Sunday, May 07, 2006

Game 31: The doorway before them is barred (22-9)

The White Sox bullpen was almost perfect for three innings against the Royals to back up an uncharacteristic Mark Buehrle start, and Pablo Ozuna and Joe Crede provided the offense in a 3-2 White Sox win against the lowly Royals.
  • Buehrle just wasn't sharp at all, but until back-to-back home runs of a tiring Buehle in the sixth, the Royals couldn't take advantage. It took Buehrle 114 pitches to get through 6 innings. The White Sox couldn't do much with Mark Redman.
  • The only excitement in the first five innings was supplied when Mark Grudzielanek was called out on strikes in the fifth. (The plate umpire today was lenient with high and low pitches but wouldn't give either side the corners.) Grudz clearly said "bullshit" to the umpire as he stalked back to the dugout. Buddy Bell obviously said something worse, because Eric Cooper ejected him.
  • Pablo Ozuna hit a shocking one-out triple to deep left center field to drive in Widger and Anderson (who had singled) to tie the game.
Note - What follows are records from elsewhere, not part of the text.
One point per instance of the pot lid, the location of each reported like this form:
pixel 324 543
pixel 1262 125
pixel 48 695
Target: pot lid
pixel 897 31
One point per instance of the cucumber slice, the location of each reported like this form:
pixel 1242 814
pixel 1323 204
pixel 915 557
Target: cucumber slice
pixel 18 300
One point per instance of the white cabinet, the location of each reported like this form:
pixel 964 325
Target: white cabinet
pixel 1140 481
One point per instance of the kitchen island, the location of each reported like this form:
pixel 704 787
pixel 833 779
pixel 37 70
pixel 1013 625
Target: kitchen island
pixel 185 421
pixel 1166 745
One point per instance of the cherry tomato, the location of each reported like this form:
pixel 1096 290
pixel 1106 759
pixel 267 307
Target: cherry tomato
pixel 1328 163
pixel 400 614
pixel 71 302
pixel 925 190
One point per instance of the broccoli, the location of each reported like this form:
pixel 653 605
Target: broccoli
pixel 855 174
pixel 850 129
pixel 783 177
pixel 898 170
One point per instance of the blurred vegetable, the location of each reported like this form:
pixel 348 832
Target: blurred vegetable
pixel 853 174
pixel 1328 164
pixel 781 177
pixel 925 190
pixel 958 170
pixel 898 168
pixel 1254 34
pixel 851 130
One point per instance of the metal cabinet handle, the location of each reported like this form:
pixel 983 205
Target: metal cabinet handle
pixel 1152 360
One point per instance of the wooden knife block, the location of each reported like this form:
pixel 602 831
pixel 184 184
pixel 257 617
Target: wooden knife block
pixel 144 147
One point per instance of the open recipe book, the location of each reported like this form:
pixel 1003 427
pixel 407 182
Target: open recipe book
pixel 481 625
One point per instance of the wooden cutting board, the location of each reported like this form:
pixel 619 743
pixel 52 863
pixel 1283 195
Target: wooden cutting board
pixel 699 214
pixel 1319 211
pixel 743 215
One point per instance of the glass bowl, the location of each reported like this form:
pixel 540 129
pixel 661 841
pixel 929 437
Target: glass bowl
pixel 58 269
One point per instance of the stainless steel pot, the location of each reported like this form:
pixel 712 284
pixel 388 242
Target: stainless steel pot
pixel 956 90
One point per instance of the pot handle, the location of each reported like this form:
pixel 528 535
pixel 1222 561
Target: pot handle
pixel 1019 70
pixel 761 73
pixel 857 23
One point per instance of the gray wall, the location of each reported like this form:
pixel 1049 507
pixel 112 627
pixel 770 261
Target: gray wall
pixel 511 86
Ozuna was promptly erased on a blown suicide squeeze when Iguchi popped up to the pitcher. I am sure this decision will be second-guessed, given that Iguchi is hitting .331. The White Sox had three straight hits off Redman, and he seemed to be weakening, but ill-fated small ball gave him new life.
  • Cliff Politte sailed through the seventh and got one out in the eighth, but then what Ozuna giveth, he almost taketh back. Angel Berroa drove a fly ball to the warning track, but Ozuna got turned around and misplayed the ball into a double. Matt Thornton came on, popped up Aaron Guiel, and then Brandon McCarthy struck out Buck with a nasty curve over the inside corner. Who says the White Sox don't have a bullpen?
  • With two out in the bottom of the ninth, Thome doubled to left center. It was a fairly ordinary fly ball, but the Royals were playing that silly Ted Williams shift, and Thome poked two hits to that region. (This could be important if enough advance scouts saw it to reduce the shifting a bit.) The Royals mysteriously decided to walk Konerko to get to Crede. Now, with one out, this would be a defensible move. With two out, and Crede hitting .335 over the last 49 games, it's bizarre. Crede battled Elmet Dessens for what seemed like forever, fouling off multiple low-and-away offerings, then savagely ripped an inside fastball into left field to drive in the go-ahead run.
  • That set the stage for Bobby Jenks, on the hill for the first time since being charged with a blown save on Friday. Jenks struck out Matt Stairs with a knee-high fastball for the first out. He caught what appeared to be a break on a chopper to Uribe, whose throw the umpires said nipped Robinson at first. He blew Esteban German away for the last strike and the game was over.
Notes from the division race:
  • The Tigers were unlucky enough to draw Johan Santana today and he beat them 4-2. Ordonez hit a two-run shot to make the game semi-interesting. The White Sox now lead by 2 1/2 games.
  • Travis Hafner is playing for the Indians today. The Cleveland announcers say he has the flu. Eric Wedge drives his players like oarmen in a Roman galley. This will come back to haunt him.
  • The 2005 White Sox were even better, 24-7 after 31 games.
One other note: Vince Galloro wants Boone Logan gone. He joins the huge chorus of naysayers. I almost bought his reasoning until he went off on McCarthy a little. McCarthy had some rotten luck in a couple of games -- allowing opposite field singles is not a character defect. The reason McCarthy doesn't go back down is he has nothing left to learn in AAA. His last stint there ended in utter domination.

1 comment:

Jeeves said...

I think everyone watching the game expected Joe Clutch to get a hit there. I guess that's what happens when your manager gets thrown out; no one knew how to handle the situation.